Dicen, quienes lo justifican, que todo el mundo cobra por ese tipo de servicios y hasta les parece normal, aunque no lo digan en voz alta, ofrecer a políticos extranjeros –a cambio de ciertos favores– financiamiento desde Moscú, como se publicó que hicieron con la derechista francesa Marine Le Pen, por mencionar un caso. No parece la vía más sensata para ganar amigos y, a la larga, resulta contraproducente al trascender ese tipo de compromisos y convertirse en escándalo.

De un tiempo para acá, funcionarios rusos de primer nivel y hasta el propio Putin, sin admitir que se equivocaron al creer que el triunfo del candidato republicano traería una mejoría en los vínculos entre Moscú y Washington, coinciden en que la posibilidad de reducir la confrontación entre ambos es cada vez más remota al convertirse la trama rusa, en el quehacer interno estadunidense, en demoledor instrumento para maniatar a Trump.

El Kremlin atribuye las acciones inamistosas a que son parte de la lucha por el poder en Estados Unidos y reconoce que, en realidad, buscan contener a Rusia, a la que consideran un competidor peligroso.

Ciertamente, pero –comparado con los tiempos soviéticos– hay una gran diferencia. Ahora no se trata de una disputa de ideologías antagónicas ni se enfrentan sistemas políticos y sociales contrapuestos, sino los países capitalistas con los mayores arsenales nucleares compiten por obtener más ganancias económicas, en última instancia, para los privilegiados a la sombra de cada gobernante.

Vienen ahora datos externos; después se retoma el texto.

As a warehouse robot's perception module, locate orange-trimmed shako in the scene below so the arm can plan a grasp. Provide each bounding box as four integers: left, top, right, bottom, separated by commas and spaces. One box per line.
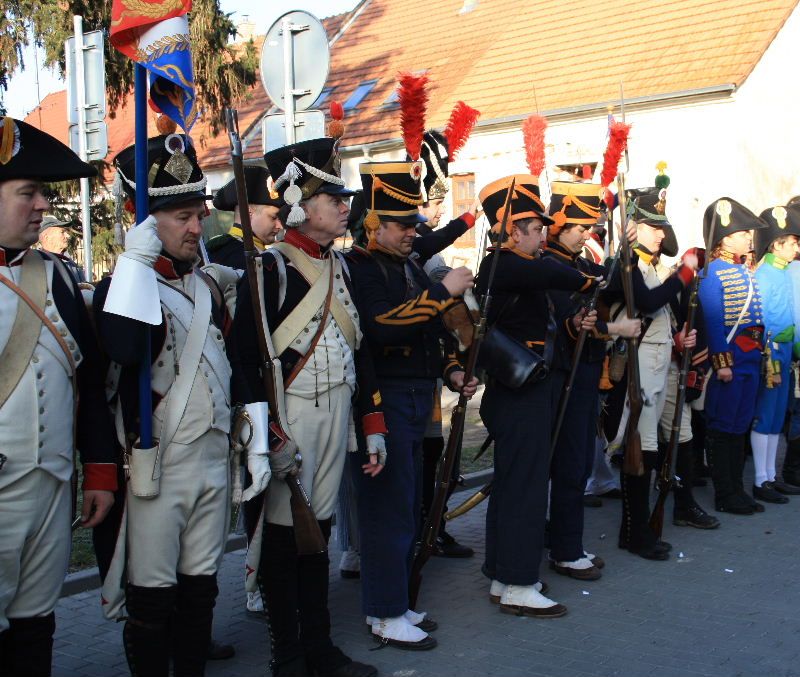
358, 161, 427, 240
478, 174, 553, 240
547, 181, 603, 240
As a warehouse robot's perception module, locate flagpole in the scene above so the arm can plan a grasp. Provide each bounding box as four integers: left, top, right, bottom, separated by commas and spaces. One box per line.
134, 63, 153, 449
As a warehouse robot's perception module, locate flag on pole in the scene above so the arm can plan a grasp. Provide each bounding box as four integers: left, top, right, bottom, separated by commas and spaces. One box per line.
110, 0, 198, 134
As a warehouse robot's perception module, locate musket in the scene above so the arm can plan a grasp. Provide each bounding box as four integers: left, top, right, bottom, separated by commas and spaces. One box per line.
408, 179, 516, 609
550, 249, 620, 461
617, 180, 644, 476
444, 479, 494, 522
650, 210, 717, 538
225, 108, 328, 555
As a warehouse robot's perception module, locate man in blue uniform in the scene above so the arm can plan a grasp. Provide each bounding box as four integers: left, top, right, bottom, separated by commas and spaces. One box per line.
750, 206, 800, 503
699, 197, 765, 515
351, 162, 477, 650
477, 174, 596, 618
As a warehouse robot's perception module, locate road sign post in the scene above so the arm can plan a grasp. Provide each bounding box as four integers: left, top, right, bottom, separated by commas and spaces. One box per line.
261, 10, 330, 149
65, 15, 108, 281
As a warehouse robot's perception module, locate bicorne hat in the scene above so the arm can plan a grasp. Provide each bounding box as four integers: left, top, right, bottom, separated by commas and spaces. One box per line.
114, 134, 211, 213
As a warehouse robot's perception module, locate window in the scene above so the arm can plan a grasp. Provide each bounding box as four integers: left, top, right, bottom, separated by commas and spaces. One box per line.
344, 80, 378, 110
451, 174, 475, 247
311, 87, 334, 108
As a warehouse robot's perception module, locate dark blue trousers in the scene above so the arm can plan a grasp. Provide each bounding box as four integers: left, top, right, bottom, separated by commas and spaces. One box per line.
550, 362, 603, 562
481, 375, 561, 585
350, 379, 434, 618
705, 339, 761, 435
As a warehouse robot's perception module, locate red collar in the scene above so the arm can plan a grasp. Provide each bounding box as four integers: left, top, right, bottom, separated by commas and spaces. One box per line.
0, 247, 28, 267
283, 228, 330, 259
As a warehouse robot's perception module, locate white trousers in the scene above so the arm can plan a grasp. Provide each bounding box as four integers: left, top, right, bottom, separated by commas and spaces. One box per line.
266, 383, 353, 527
0, 469, 72, 632
639, 343, 674, 451
127, 429, 230, 588
659, 361, 692, 444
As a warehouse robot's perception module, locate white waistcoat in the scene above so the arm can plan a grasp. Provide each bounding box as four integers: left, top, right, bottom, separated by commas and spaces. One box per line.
286, 252, 362, 400
107, 274, 231, 444
639, 259, 672, 344
0, 260, 83, 489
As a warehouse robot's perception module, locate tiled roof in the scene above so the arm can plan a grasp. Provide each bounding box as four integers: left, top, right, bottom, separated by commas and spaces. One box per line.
328, 0, 797, 145
21, 0, 798, 174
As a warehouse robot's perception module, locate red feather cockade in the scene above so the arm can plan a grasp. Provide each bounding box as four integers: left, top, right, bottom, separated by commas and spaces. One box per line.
600, 122, 631, 188
397, 73, 428, 160
328, 101, 344, 141
444, 101, 480, 162
522, 114, 547, 176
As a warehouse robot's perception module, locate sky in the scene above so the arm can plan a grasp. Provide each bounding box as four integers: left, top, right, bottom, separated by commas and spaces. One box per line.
0, 0, 358, 118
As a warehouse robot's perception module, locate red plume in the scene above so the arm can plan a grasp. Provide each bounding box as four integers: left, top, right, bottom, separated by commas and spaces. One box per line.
522, 114, 547, 176
328, 101, 344, 140
444, 101, 481, 162
397, 73, 428, 160
600, 122, 631, 188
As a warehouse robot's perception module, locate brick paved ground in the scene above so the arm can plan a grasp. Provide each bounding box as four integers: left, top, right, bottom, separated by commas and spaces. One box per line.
54, 444, 800, 677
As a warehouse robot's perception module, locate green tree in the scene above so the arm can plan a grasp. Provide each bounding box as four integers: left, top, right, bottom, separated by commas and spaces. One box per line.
0, 0, 258, 272
0, 0, 258, 132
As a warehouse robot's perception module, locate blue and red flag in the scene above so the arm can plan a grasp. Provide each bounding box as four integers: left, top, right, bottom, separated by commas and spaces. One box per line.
111, 0, 198, 134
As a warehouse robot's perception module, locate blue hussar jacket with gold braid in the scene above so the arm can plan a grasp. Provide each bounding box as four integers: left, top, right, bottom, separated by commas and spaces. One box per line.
347, 244, 462, 379
699, 253, 764, 369
755, 254, 794, 364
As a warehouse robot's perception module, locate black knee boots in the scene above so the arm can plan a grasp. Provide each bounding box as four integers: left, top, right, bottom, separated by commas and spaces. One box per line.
0, 613, 56, 677
172, 574, 219, 677
122, 584, 178, 677
619, 451, 669, 560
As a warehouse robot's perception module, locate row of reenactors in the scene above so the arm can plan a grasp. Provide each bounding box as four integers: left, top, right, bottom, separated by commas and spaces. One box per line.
0, 107, 800, 677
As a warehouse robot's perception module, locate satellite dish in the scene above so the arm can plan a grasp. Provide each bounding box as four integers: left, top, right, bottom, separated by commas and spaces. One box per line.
261, 10, 331, 111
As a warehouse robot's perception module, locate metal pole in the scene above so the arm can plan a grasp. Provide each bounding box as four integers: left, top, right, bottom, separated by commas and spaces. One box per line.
282, 19, 294, 146
131, 64, 153, 449
72, 15, 94, 282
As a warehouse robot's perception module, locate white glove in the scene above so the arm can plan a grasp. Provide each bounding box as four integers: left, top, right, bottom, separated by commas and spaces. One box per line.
120, 214, 163, 268
367, 433, 386, 465
242, 402, 272, 501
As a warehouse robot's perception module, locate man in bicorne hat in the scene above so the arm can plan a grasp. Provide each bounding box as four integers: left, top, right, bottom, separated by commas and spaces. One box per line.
0, 117, 117, 677
234, 138, 386, 677
207, 165, 283, 270
94, 133, 234, 675
699, 197, 766, 515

Con las recientes sanciones adoptadas por el Senado de Estados Unidos, que ponen a Trump en una situación de completa impotencia respecto de la formulación de la política hacia Rusia, quedó claro que Washington y Moscú, de aliados estratégicos –¡con qué facilidad se devalúa el adjetivo!– en la lucha contra el terrorismo internacional desde la administración de George W. Bush son lo que han sido siempre: rivales.

Y seguirán siendo rivales, aunque el Kremlin y la Casa Blanca sabrán encontrar puntos de coincidencia.